Les fruitières de l'arc jurassien

Interview de Fabien Knittel

Enseignant-chercheur, maître de conférences en histoire contemporaine à l'Université de Franche-Comté

C'est avec grand intérêt que la Fondation Maison de Salins suit les travaux de Fabien Knittel, maître de conférences en histoire contemporaine HDR à l'Université de Franche-Comté.  A l'occasion de la parution de son dernier ouvrage sur l'agronomie et les techniques laitières dans l'Arc jurassien au XIXe siècle, nous avons souhaité en savoir plus sur l'objet de ses recherches et sa démarche historique, qui mettent en relief les liens entre la constitution de l'agronomie en tant que science, et le développement technique des coopératives laitières jurassiennes.

Bonjour Fabien Knittel. Pouvez-vous nous présenter votre parcours d'historien et votre spécialisation dans les techniques agronomiques au XIXe siècle?

J'ai une formation initiale en histoire à l'université, qui m'a permis d'enseigner dans le secondaire pendant dix ans tout en préparant ma thèse à l'Université de Lorraine, à Nancy (sous la direction de la Pr Simone Mazauric).

Cette thèse était consacrée à Mathieu de Dombasle, agronome très important dans la première moitié du XIXe siècle. J'ai choisi l'entrée spécifique du travail sur le sol pour comprendre comment les savoirs techniques agricoles, une fois agencés et progressivement institutionnalisés - notamment à travers les institutions d'enseignement agricole - aboutissaient à la structuration de l'agronomie comme discipline scientifique à part entière. Le XIXe siècle a été une étape importante de ce processus d'institutionnalisation de la discipline, en témoigne notamment l'étude de la première expérience pérenne de l'Institut agricole de Roville-devant-Bayon mise en place dans les années 1820.

Ce travail a abouti à la rédaction de ma thèse soutenue en 2007, puis publiée aux Presses Universitaires de Nancy en 2009 sous le titre Agronomie et innovation. Le cas Mathieu de Dombasle (1777-1843).

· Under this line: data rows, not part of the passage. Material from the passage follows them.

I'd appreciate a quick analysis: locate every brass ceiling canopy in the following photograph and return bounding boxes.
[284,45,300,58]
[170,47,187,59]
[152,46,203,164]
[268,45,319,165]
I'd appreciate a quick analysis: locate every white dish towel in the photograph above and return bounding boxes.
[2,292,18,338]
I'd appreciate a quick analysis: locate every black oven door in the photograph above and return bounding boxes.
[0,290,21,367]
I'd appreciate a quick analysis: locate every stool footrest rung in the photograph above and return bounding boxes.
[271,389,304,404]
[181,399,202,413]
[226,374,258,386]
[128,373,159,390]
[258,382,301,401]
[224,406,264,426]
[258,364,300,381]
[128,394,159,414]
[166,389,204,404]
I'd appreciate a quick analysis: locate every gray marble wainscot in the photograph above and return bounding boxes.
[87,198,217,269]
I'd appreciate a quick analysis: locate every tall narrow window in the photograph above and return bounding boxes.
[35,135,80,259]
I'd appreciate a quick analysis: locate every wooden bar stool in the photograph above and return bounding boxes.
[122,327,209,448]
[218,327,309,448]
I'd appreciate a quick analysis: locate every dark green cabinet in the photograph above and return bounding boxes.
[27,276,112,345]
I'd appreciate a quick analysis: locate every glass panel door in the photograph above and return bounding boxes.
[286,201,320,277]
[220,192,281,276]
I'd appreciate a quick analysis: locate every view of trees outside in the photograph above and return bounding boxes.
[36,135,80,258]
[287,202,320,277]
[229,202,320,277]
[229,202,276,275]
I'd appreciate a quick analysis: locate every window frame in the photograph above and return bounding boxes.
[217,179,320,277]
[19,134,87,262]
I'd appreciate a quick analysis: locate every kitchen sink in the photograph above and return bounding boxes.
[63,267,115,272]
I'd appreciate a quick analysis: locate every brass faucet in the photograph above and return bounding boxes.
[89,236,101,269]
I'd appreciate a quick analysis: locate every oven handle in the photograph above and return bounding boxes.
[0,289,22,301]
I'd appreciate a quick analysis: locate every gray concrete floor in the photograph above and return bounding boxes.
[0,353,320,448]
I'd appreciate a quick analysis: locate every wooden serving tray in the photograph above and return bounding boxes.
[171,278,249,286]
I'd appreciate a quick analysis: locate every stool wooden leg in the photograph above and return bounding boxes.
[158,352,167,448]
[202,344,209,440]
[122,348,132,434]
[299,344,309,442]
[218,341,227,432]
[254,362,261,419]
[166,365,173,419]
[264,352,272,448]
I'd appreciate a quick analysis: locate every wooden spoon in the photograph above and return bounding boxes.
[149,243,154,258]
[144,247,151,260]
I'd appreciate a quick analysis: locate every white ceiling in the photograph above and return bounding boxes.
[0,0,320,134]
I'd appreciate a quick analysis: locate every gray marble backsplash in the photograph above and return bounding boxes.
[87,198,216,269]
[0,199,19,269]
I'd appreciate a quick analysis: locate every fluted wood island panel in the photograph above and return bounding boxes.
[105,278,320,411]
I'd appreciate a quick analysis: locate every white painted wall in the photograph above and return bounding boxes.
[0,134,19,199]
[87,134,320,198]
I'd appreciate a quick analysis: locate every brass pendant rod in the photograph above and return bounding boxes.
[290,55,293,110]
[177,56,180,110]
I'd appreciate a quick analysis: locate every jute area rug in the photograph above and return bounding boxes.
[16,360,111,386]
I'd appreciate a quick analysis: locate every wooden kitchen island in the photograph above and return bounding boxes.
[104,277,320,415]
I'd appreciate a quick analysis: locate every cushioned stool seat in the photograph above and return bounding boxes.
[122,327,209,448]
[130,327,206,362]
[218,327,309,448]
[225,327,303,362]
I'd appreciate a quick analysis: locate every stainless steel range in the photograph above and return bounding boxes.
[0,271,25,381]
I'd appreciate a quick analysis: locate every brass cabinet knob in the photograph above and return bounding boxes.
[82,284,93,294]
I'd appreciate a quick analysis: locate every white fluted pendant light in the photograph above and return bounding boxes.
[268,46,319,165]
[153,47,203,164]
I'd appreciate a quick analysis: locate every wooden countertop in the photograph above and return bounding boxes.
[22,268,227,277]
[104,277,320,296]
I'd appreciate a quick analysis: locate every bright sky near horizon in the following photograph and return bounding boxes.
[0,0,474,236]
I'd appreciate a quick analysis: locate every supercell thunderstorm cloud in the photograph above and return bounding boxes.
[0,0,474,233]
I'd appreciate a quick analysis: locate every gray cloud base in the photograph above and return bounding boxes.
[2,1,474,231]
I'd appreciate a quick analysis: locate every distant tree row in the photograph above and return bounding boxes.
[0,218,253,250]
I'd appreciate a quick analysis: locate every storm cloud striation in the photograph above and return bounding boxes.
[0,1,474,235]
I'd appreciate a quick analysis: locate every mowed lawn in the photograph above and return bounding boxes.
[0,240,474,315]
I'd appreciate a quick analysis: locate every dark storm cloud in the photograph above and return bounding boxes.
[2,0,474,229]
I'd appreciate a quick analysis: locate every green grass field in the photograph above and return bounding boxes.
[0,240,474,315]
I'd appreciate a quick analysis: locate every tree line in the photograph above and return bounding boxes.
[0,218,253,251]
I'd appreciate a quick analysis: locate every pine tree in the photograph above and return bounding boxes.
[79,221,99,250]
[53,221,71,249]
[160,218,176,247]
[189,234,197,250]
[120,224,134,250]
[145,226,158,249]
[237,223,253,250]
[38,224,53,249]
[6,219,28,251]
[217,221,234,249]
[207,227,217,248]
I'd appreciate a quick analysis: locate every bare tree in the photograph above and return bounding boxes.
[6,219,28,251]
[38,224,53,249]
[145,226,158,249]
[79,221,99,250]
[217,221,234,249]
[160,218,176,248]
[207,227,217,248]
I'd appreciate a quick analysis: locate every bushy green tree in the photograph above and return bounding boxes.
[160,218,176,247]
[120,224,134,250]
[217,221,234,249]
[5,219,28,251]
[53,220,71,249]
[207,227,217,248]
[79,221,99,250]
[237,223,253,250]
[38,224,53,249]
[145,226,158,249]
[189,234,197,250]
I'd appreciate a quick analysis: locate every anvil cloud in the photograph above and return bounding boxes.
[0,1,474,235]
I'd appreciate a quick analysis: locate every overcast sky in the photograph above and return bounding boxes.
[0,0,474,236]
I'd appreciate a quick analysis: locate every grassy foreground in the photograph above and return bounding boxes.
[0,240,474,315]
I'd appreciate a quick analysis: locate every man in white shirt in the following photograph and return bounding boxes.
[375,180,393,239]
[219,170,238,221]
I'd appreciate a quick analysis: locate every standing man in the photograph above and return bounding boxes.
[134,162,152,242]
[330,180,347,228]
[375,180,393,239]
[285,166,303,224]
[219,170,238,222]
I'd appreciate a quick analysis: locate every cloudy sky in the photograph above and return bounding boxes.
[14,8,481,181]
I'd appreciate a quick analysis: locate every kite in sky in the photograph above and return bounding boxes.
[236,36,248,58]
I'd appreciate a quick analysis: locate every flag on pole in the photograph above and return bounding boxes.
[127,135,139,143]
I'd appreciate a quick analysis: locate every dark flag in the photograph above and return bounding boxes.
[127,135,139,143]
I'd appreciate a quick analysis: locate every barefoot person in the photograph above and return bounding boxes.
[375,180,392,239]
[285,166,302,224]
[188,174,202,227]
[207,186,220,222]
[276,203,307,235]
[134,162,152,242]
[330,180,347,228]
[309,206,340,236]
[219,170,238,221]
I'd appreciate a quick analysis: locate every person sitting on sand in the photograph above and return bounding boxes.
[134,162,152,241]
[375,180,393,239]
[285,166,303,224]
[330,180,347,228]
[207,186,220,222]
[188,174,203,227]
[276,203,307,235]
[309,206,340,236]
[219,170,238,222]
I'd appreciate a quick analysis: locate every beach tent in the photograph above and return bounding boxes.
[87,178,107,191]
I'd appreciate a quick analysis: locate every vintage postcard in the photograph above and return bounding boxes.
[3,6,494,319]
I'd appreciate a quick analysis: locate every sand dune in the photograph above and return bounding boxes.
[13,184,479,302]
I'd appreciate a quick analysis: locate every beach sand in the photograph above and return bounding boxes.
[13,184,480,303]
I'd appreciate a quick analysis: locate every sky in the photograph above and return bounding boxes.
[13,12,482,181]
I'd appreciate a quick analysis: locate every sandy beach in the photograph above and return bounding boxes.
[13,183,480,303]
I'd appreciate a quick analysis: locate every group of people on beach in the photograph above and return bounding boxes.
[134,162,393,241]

Après cela, j'ai été recruté dans l'enseignement supérieur comme maître de conférences à l'Université de Franche-Comté. Sur le plan de la recherche, je me suis intéressé aux différentes institutions d'enseignement agricole dans la première, puis dans la seconde moitié du XIXe siècle, en trouvant des points de contact entre la Lorraine et la Franche-Comté, notamment dans le domaine de la laiterie. Par exemple, j'ai étudié l'école du Beaufroy située à Mirecourt, alors sous-préfecture des Vosges, dont la fermeture à la fin du XIXe siècle a entraîné le transfert des élèves à la ferme-école de La Roche, dans le Doubs, tout en conservant des liens avec l'école de laiterie de Saulxures-sur-Moselotte.

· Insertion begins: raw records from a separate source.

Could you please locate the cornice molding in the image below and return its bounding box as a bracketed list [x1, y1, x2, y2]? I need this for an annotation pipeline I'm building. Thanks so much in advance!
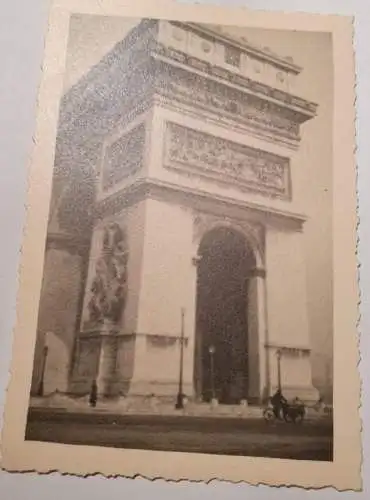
[179, 21, 302, 75]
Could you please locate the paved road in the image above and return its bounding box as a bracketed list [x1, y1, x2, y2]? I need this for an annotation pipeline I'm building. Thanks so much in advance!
[26, 410, 333, 461]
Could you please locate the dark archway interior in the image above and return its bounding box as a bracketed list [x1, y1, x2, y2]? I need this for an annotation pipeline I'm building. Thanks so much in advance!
[194, 227, 255, 404]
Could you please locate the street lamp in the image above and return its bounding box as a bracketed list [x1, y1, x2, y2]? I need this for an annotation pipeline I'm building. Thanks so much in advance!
[37, 345, 49, 397]
[208, 345, 216, 401]
[276, 349, 281, 391]
[175, 309, 185, 410]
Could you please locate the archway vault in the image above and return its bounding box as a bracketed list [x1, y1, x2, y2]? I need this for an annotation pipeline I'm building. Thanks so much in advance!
[194, 224, 260, 404]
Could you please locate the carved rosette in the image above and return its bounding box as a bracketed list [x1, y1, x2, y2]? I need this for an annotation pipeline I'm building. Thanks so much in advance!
[87, 223, 128, 326]
[164, 123, 290, 199]
[193, 212, 265, 268]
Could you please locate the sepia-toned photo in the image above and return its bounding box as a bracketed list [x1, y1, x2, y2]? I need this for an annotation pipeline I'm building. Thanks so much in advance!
[0, 0, 360, 487]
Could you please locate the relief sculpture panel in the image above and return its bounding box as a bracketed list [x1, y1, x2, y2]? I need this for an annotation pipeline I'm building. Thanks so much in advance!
[87, 223, 128, 327]
[165, 123, 290, 199]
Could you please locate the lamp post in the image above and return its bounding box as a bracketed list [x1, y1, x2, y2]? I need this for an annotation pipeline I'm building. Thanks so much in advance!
[276, 349, 281, 391]
[37, 345, 49, 397]
[175, 309, 185, 410]
[208, 345, 216, 401]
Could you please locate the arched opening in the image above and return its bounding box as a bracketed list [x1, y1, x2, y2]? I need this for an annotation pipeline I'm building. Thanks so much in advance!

J'ai finalement soutenu, à l'Université Bordeaux-Montaigne en 2019, mon habilitation à diriger des recherches en histoire contemporaine (la Pr Corinne Marache en a été la garante), avec divers travaux et un mémoire inédit intitulé Le lait des agronomes. Mon ouvrage publié en 2021 découle directement de ce travail, remanié et adapté pour la publication.

Concernant les techniques laitières, il y a une réflexion sur la manière dont les techniques dites traditionnelles se sont structurées. Les agronomes ont observé les praticiens en critiquant et en suggérant d'autres manières de faire, et les tensions suscitées ont peu à peu fait évoluer les modalités de production. On voit toutefois qu'aujourd'hui encore, des manières de faire anciennes, qui peuvent remonter jusqu'à trois ou quatre siècles, sont toujours enseignées dans les établissements agricoles.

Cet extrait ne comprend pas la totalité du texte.